Участь Ани решена, и сделано это уже было по окончанию последнего разговора. Воскресенской не место в этой школе, решила Ирина Васильевна, по крайней мере на условиях «нормальных детей». Аня прогуливает, почти не появляется на занятиях, успеваемость ужасная; она крадет работы учеников и уж наверняка, точно она виновата в этом «кошмарном инциденте с Ершовой и Зориной». Психолог не в силах что-либо сделать и в этом Ирина Васильевна убедилась окончательно. Органам опеки, похоже, все равно — тоже бездействуют. Аня становилась опасной не только для себя, но и для окружающих. Оставалось последнее — решила директор: детская комната полиции. Ирина Васильевна, зайдя в свой кабинет, первым делом позвонила в управление.

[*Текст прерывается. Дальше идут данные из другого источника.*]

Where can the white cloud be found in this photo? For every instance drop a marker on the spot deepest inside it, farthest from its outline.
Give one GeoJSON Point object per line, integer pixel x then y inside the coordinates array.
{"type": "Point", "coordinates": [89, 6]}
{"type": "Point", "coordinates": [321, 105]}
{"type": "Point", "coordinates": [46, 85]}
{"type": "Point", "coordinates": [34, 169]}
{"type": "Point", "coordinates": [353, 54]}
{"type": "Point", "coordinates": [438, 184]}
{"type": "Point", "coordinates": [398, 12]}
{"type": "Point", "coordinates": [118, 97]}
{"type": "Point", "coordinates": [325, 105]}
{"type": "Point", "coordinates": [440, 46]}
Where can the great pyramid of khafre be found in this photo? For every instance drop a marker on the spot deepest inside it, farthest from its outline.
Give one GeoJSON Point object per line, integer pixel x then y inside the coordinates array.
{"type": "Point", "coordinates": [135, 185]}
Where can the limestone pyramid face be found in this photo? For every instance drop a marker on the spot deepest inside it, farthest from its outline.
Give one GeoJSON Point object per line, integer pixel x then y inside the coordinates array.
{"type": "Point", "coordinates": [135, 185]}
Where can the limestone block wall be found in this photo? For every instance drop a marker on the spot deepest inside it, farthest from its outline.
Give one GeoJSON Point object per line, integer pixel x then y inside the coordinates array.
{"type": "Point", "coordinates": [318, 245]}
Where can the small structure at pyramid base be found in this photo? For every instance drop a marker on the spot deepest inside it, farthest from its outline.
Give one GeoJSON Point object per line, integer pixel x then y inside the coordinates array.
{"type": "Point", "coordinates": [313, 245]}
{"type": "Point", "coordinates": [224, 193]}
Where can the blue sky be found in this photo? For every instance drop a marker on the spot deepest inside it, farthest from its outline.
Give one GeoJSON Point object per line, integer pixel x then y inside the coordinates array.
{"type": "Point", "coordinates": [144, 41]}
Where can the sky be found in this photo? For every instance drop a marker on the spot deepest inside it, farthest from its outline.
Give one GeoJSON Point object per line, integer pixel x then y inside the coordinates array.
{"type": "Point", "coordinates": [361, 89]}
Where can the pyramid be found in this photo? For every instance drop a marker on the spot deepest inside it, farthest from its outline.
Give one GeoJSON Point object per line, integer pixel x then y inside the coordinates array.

На первом и последнем своем уроке, на который явилась Аня этим днем во вторник, она сидела крайне раздраженная. Все сорок пять минут ее правая нога не прекращала дергаться, от чего сильно вибрировала парта. На замечание Федорова, что так писать невозможно, она ответила кратким: «пошел на хер, урод».
— Я знаю — это были наркотики, — пригнувшись сказал Федоров.
— Умница, — сквозь зубы произнесла Аня.
— Мне ничего не остается…
— Иди! — перебив, сказала она.
После этого он отпрянул, чтобы подумать. Через несколько минут Федоров снова обратился к Ане.
— Я могу и не говорить. Мне то какая разница? Меня никто не видел. Все тогда выбежали в коридор…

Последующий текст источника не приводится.